Trump’s fly-by was simply a turning of the tables, it seemed, as Queen blared. It was the people who had been crapped on for years by both parties, by the media, and by academia, getting to be the champions. As Trump would later put it in the rally, "rule of the people" was, for now at least, triumphing over the "rule of the corrupt political class."

Was it bizarre that the working-class and rural folks around me would find “their guy” in a golden mansion atop a tower on Fifth Avenue? Sure. But what he says, and whose side he's on is what matters. That's what the Democrats say every election, right? Whose side are you on?

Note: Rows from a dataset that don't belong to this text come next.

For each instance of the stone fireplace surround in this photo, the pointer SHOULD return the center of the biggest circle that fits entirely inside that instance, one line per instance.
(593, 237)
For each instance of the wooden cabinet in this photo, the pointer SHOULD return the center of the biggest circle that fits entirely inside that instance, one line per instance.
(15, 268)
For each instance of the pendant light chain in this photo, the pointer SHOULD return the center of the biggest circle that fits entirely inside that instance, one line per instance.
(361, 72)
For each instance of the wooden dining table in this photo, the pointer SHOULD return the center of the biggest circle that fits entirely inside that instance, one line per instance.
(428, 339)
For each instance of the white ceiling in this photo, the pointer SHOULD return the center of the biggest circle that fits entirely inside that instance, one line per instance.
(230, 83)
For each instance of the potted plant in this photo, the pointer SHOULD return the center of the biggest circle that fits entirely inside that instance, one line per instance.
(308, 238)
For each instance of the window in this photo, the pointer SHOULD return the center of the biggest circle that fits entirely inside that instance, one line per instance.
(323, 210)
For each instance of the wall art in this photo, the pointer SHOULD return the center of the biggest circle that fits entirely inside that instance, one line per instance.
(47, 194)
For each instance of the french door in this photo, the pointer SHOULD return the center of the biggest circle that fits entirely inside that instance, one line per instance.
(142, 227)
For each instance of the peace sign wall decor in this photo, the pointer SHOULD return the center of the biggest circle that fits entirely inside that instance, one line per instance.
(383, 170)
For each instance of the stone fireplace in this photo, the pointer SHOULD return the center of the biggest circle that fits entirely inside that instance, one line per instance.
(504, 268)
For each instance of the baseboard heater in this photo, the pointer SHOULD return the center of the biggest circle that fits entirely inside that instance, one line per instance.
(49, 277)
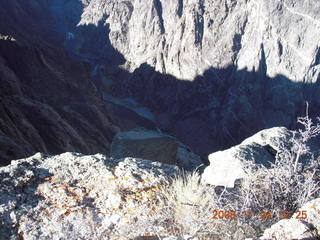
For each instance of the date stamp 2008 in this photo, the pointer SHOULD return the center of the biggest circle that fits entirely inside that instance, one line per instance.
(262, 215)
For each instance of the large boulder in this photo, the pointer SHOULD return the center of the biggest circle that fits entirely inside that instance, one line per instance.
(73, 196)
(227, 166)
(154, 146)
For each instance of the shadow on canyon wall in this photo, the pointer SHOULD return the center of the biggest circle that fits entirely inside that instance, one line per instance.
(214, 111)
(217, 109)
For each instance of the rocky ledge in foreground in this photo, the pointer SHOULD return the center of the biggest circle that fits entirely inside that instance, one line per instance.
(72, 196)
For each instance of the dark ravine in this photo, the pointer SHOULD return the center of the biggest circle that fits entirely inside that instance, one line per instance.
(48, 104)
(209, 73)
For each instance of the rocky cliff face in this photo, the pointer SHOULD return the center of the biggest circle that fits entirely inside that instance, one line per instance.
(48, 104)
(184, 38)
(249, 65)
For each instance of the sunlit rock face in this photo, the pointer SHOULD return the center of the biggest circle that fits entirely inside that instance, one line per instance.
(186, 37)
(211, 72)
(74, 196)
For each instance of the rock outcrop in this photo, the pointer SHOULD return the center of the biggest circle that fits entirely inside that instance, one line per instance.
(246, 63)
(185, 38)
(73, 196)
(306, 228)
(154, 146)
(227, 166)
(49, 104)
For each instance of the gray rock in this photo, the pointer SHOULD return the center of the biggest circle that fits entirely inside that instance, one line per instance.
(214, 34)
(73, 196)
(154, 146)
(227, 166)
(308, 228)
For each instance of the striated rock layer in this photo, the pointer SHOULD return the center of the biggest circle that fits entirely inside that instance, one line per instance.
(210, 73)
(48, 104)
(186, 37)
(73, 196)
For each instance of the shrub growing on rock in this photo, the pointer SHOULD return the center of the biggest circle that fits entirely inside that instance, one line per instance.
(256, 202)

“He’s for our jobs,” Josh the coal miner said after the rally. Biden's against them. There's no reason to get more nuanced. Some people are for us. Some are against us. The elites against us use their power to get more power and make us look bad. (Remember Katie Couric's dishonest attack on gun owners?) Trump's for us.

Trump, as he walked the runway to the stage threw Red MAGA hats to the crowd. "Let's Go!!!!!" one young man behind me cheers as if his quarterback were taking the field. Trump embraced the crowd that otherwise is attacked by politicians.

Trump badmouthed Gov. Tom Wolf as the "governor who doesn't want you to do anything." This wasn't an exaggeration. Trump was talking about open schools, open churches, fracking, and coal mining -- all things Wolf has opposed or somehow impeded, and all the things that define daily life for so much of the crowd. Tom Wolf clearly just wishes you all would stop living the way you do, with your coal-smeared work uniforms, your churchiness, your hunting. Trump celebrates all those things.

Politicians--Republican and Democrat--have all been having fun, getting rich, flexing muscle, often to the detriment of the type of people in Blair County. Now they had their guy, riding in on a military chopper. They were going to have fun.


What every one of these people knows and feels in their bones is that the Democrats do not really care about them.  They care more about windmills and solar panels than the people who actually produce real energy.   What they also know is that Trump cares about them and their jobs.  Democrats are willing to sacrifice these people on the altar of "climate change" and Trump is trying to stop the carnage.  Trump is doing it like a rock star and these people appreciate it.